ZHANG DUNFU, sociologue à l'université de Shanghaï
M. Zhang fait partie des neuf sociologues chinois signataires, le 18 mai, d'un appel qui a circulé sur Internet, " pour résoudre le problème des nouvelles générations de migrants " et " faire cesser la tragédie de Foxconn ".
Quels enseignements tirez-vous du malaise social révélé par les suicides chez Foxconn, les revendications salariales chez Honda, ou les faits divers violents de ces derniers temps ?
Le gouvernement chinois a tout à fait les moyens de garder la situation sous contrôle, d'empêcher que ça se propage. Et les gens vont oublier. Mais ça ne veut pas dire que d'autres événements similaires ne vont pas se produire, que ce soit des grèves, des suicides ou des crimes. On décèle chez les auteurs de ces actes une frustration profonde face à leurs conditions de vie.
Ce qui est perçu comme une stratification sociale très rigide entre certaines catégories de gens est source de conflits insolubles. Il y a un fossé dans le monde du travail entre ceux qui sont sur les lignes de production, les managers et les investisseurs étrangers. Les ouvriers ont l'impression d'appartenir à un autre monde.
Comment expliquez-vous le malaise des nouvelles générations de " paysans ouvriers " face au mode de vie urbain ?
Les jeunes qui viennent de la campagne ressentent une forte discrimination à leur égard. Ils logent, mangent, s'amusent dans des endroits différents de ceux des jeunes des villes. Ils ont souvent une faible estime d'eux-mêmes, ce qui peut conduire au suicide.
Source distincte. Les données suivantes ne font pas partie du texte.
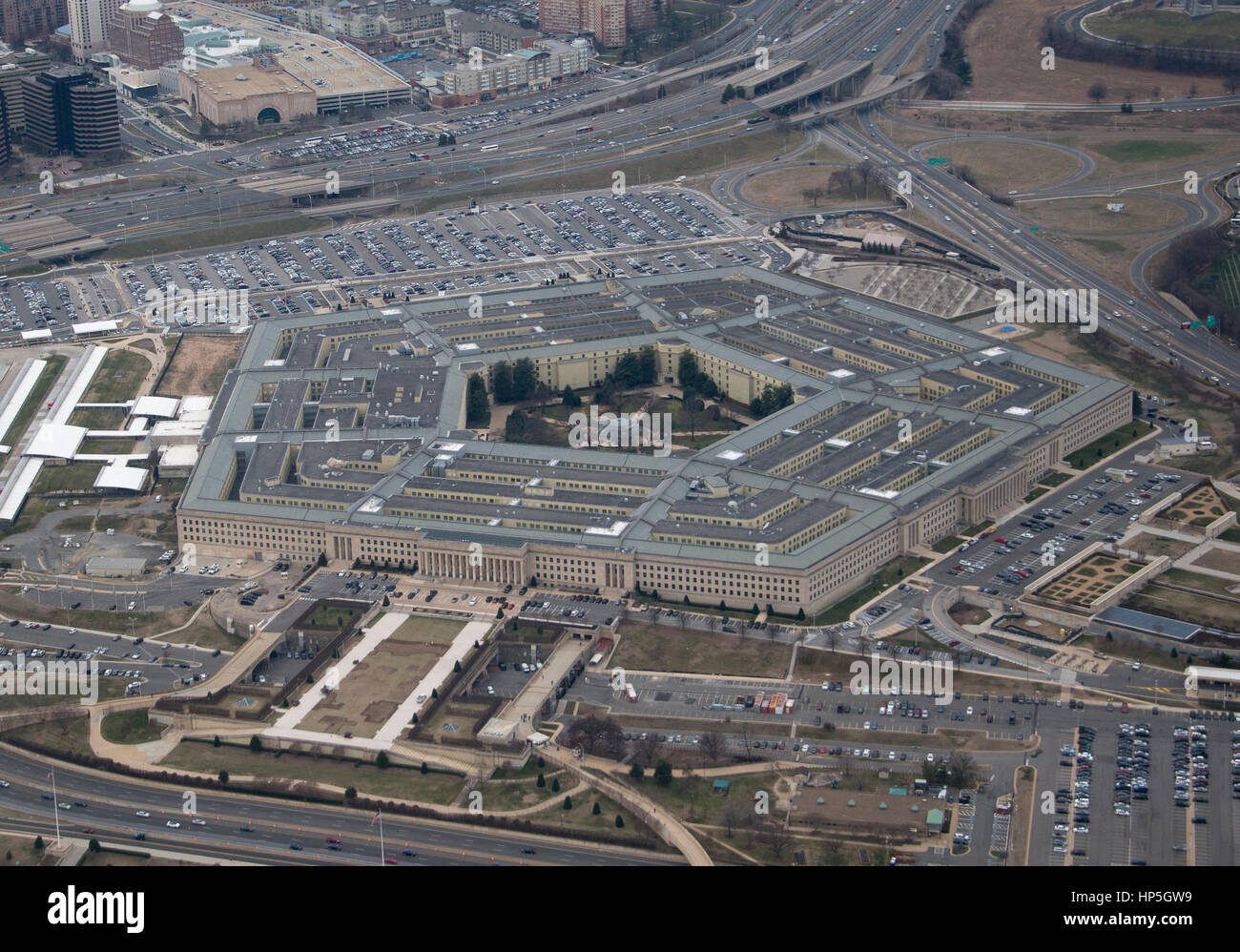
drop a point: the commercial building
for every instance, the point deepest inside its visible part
(145, 36)
(343, 434)
(375, 28)
(336, 74)
(255, 93)
(610, 21)
(11, 72)
(547, 63)
(23, 20)
(466, 31)
(90, 24)
(69, 112)
(5, 139)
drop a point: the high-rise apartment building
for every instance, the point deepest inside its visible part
(144, 35)
(610, 21)
(90, 25)
(69, 112)
(21, 20)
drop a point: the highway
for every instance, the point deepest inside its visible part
(261, 830)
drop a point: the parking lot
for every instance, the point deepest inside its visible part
(32, 304)
(470, 249)
(1054, 527)
(1139, 790)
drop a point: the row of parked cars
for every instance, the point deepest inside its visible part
(1189, 755)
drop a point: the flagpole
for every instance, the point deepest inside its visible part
(56, 806)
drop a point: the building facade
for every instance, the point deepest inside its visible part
(924, 427)
(21, 20)
(67, 111)
(145, 36)
(90, 24)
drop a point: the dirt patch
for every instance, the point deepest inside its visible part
(1003, 44)
(199, 364)
(1002, 166)
(1219, 559)
(1149, 545)
(665, 647)
(1090, 580)
(1090, 217)
(786, 187)
(373, 690)
(963, 613)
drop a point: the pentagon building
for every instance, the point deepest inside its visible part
(343, 434)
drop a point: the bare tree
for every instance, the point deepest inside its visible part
(646, 748)
(733, 816)
(776, 838)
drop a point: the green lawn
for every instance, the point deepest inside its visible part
(1146, 150)
(129, 727)
(98, 418)
(367, 778)
(947, 543)
(144, 622)
(888, 575)
(334, 617)
(119, 377)
(70, 736)
(72, 476)
(665, 647)
(54, 364)
(1104, 446)
(1167, 26)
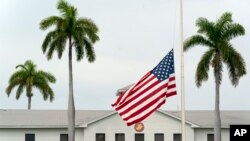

La nouvelle génération découvre un monde très différent de celui que connaissaient leurs aînés : de superbes voitures, des lieux de divertissement toujours plus clinquants. Ils appartiennent à ce monde splendide mais il leur est inaccessible.
Et ils constatent l'existence de doubles standards, dans la manière dont ils sont traités, que ce soit par la police, les administrations...
La plupart d'entre eux ne vont pas revenir dans les campagnes. Quand ils rentrent chez eux, ils ne se sentent plus dans leur élément. Comme ils ont chaque mois du cash, grâce à leur travail, ils ont aussi commencé à consommer, et se sentent autonomes. Et ils privilégient certains achats - l'habillement, le téléphone portable - pour se distinguer de leurs camarades au village.
L'exode rural est faussé par le système du " hukou ", le permis de résidence : les candidats à la vie urbaine sont prisonniers de leur statut de rural et de tous les avantages sociaux du " hukou " urbain, d'où le désespoir de ne pouvoir sortir de leur condition.
Le noeud du problème, c'est de mener des changements institutionnels pour combler le fossé entre " urbains " et " ruraux ". Ce fossé, qui existe depuis des décennies, est énorme. Le système du hukou n'est pas seulement une barrière pour les paysans ouvriers. Il se pose aussi aux jeunes diplômés, quand ils ne travaillent pas dans des grandes entreprises ou dans des organismes d'Etat.
Des gens dûment employés par une société peinent à obtenir un hukou pour leur conjoint(e). La réticence des villes à assouplir le numerus clausus tient au fait qu'elles se considèrent en fait comme des entreprises, avec des coûts et des revenus. Ne serait-ce qu'entrebâiller la porte à une population de travailleurs signifie pour elles des charges supplémentaires. C'est à leurs yeux une catastrophe. Elles évitent aussi de prendre toute responsabilité, de peur d'être critiquées par leurs résidents d'origine.
Les petites et moyennes agglomérations semblent actuellement les plus désireuses de s'ouvrir. Mais cela cache aussi un intérêt bien compris : c'est un moyen pour elles de mettre la main sur des terres qui sont ensuite monnayées. Et les paysans qui deviennent urbains ne sont pas toujours en mesure de faire une bonne affaire.